Armed With Wolverines

The university police would be disarmed, the Arts and Sausages said, with the school being protected by groundskeepers armed with wolverines. Noting the blatant presence of oil money and slimy Texas politicians at the huge school, they said they would rename the university “Fat City” to go along with the slogan “money talks.”

They said they would try to barbecue the famous school mascot, the Texas Longhorn steer, and promised to install pay toilets in the faculty and administration restrooms. “Their number twos will make us number one,” quipped an Arts and Sausage member.

The Arts and Sausage victory was followed this spring by an absurdist slate win at another Texas college and a near miss by the absurdist “Tupperware Party” candidate at the University of Minnesota who had pledged to leave town if elected.

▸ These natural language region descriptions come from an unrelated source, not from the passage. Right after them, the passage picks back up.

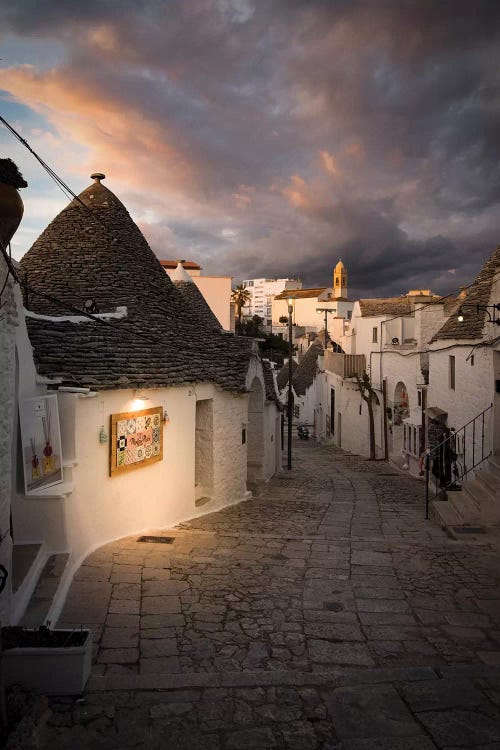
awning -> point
(434, 412)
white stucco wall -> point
(352, 431)
(474, 384)
(217, 292)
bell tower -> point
(340, 280)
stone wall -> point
(8, 413)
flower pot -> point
(50, 669)
(11, 212)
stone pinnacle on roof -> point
(96, 251)
(180, 273)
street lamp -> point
(290, 300)
(485, 308)
(326, 310)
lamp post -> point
(325, 310)
(290, 375)
(484, 308)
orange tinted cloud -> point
(119, 137)
(329, 163)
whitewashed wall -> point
(352, 431)
(474, 384)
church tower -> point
(340, 280)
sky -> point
(269, 137)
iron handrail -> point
(447, 471)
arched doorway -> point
(255, 433)
(400, 412)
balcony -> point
(345, 365)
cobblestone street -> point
(324, 613)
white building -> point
(464, 399)
(263, 292)
(388, 339)
(306, 303)
(215, 289)
(147, 344)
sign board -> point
(136, 439)
(41, 443)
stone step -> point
(482, 497)
(465, 505)
(446, 515)
(490, 481)
(41, 600)
(494, 465)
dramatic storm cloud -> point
(270, 137)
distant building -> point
(305, 308)
(215, 289)
(263, 292)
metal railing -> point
(345, 365)
(449, 461)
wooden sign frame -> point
(150, 419)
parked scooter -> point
(303, 432)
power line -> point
(63, 186)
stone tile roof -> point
(164, 340)
(188, 264)
(388, 306)
(301, 293)
(403, 305)
(478, 293)
(282, 378)
(271, 394)
(305, 373)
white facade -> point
(217, 293)
(262, 293)
(306, 315)
(207, 464)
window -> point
(451, 370)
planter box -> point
(50, 670)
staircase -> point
(36, 579)
(477, 505)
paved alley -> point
(324, 613)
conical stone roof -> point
(305, 373)
(96, 252)
(479, 293)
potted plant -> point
(11, 205)
(53, 662)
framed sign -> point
(41, 443)
(136, 439)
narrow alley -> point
(324, 613)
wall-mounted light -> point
(140, 396)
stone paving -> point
(324, 613)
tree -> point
(240, 296)
(252, 327)
(368, 394)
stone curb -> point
(336, 678)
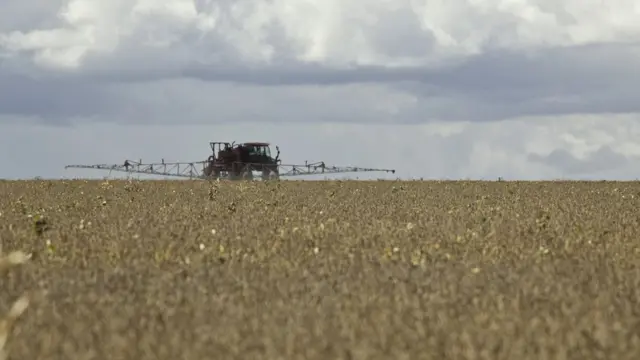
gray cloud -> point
(603, 159)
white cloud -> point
(411, 74)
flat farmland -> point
(323, 270)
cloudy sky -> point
(523, 89)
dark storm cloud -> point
(497, 85)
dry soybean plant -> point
(7, 262)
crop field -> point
(321, 270)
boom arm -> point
(194, 170)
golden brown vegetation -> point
(323, 270)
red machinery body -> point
(241, 160)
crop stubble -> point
(332, 270)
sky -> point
(457, 89)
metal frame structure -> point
(198, 169)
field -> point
(323, 270)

These absurdist candidates have basically the same goal: to mock the student government game. At nearly every school in the nation, the usual student government flunky uses his or her office as a training ground and soapbox for future political careers, be they in the Democratic, Republican or Socialist Party.

The absurdist candidates manage to get themselves elected simply because few students ever bother to vote; the National Student Association in Washington, a kind of super-student government, begrudgingly admits that usually just five percent of a public school student body has shown up at the polls in recent years.

Even beyond the campus, the same non-voting behaviour appears to be catching on among the general population as well.

Less than one third of all registered voters chose to cast their ballots in the recent presidential primary elections, giving credence to several pollsters’ predictions earlier this year that for the first time in American history, less than 50% of the nation’s registered voters will vote in the presidential election in November.

Curtis Spangler & Wavy Gravy, October 12, 1976 (Photo: James Stark)
Curtis Spangler & Wavy Gravy, October 12, 1976 (Photo: James Stark)

That goal has already been reached by the segment of the population under 25; in the last presidential election, less than half of that age group pulled a lever for George McGovern or Richard Nixon or any other off-the-wall candidates on the ballot.

Liberal commentators are predictably aghast. Some have written about a new, cynical majority of Americans, while others call the non-voting situation “frightening.” Meanwhile, “Vote For Nobody” campaigns have been started by groups in three separate states.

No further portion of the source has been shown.